How should this be tested?

# 1. Verify dep tree is clean (no zeppelin-interpreter-shaded)
./mvnw -pl zeppelin-server          dependency:tree -Pintegration -Pspark-scala-2.12 -Pspark-3.5 | grep zeppelin-interpreter-shaded
./mvnw -pl zeppelin-integration     dependency:tree -Pintegration -Pspark-scala-2.12 -Pspark-3.5 | grep zeppelin-interpreter-shaded
# both should produce no matches

# 2. Verify enforcer rule passes
./mvnw validate -pl zeppelin-server,zeppelin-integration -Pintegration -Pspark-scala-2.12 -Pspark-3.5

# 3. Negative test: reintroduce the leak (revert the jupyter-interpreter pom hunk) and run #2;
#    enforcer should fail with a BannedDependencies error pointing to ZEPPELIN-6416.

# 4. Full CI: rely on this PR's frontend.yml run.

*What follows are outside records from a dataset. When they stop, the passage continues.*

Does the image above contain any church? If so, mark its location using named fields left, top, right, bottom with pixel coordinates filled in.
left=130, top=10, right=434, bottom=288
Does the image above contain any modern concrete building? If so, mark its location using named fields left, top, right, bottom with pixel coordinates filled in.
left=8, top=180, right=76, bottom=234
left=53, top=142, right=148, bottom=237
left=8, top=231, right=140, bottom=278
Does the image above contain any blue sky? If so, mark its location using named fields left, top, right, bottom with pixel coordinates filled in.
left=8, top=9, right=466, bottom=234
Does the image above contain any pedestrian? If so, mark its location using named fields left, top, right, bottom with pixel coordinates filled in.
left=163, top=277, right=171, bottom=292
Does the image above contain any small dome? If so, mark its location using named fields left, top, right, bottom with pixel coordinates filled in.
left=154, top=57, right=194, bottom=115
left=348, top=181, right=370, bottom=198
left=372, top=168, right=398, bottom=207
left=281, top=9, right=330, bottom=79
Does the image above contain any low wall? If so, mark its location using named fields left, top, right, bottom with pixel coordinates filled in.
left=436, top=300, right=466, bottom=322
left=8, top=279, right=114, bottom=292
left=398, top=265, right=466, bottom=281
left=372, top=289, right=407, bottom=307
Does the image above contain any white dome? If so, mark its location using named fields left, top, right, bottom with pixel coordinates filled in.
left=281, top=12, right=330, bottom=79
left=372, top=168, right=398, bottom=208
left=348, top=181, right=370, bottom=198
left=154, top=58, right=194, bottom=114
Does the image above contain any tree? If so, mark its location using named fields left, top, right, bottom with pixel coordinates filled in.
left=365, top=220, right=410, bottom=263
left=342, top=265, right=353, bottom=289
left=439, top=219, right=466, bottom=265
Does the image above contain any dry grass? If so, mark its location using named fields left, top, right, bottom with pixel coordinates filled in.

Screenshots (if appropriate)

N/A

Questions

• Does the license files need to update? No — pom-only change.
• Is there breaking changes for older versions? No.
• Does this needs documentation? No.

[Copilot]

Pull request overview

Fixes a Maven dependency-scope regression where zeppelin-interpreter-shaded leaks onto the in-process server JVM test classpath (notably zeppelin-integration Selenium ITs), causing ClassCastException due to shaded vs unshaded org.eclipse.aether.* type mismatches.

Changes:

• Removes the redundant zeppelin-interpreter-shaded dependency re-declaration from zeppelin-jupyter-interpreter so it correctly inherits provided scope from zeppelin-interpreter-parent.
• Adds maven-enforcer-plugin bannedDependencies checks in zeppelin-server and zeppelin-integration to prevent future shaded-jar leakage (including transitive paths).

Reviewed changes

Copilot reviewed 3 out of 3 changed files in this pull request and generated no comments.

File	Description
zeppelin-server/pom.xml	Adds an enforcer rule to ban org.apache.zeppelin:zeppelin-interpreter-shaded from the server module dependency graph (including transitives).
zeppelin-jupyter-interpreter/pom.xml	Drops the dependency re-declaration that was overriding inherited provided scope and leaking the shaded jar transitively.
zeppelin-integration/pom.xml	Adds an enforcer rule to ban org.apache.zeppelin:zeppelin-interpreter-shaded from the integration-test classpath (including transitives).

---

💡 Add Copilot custom instructions for smarter, more guided reviews. Learn how to get started.

[jongyoul]

@pan3793 @Reamer @tbonelee @ParkGyeongTae Could you please review this PR? it just fixes the CI only.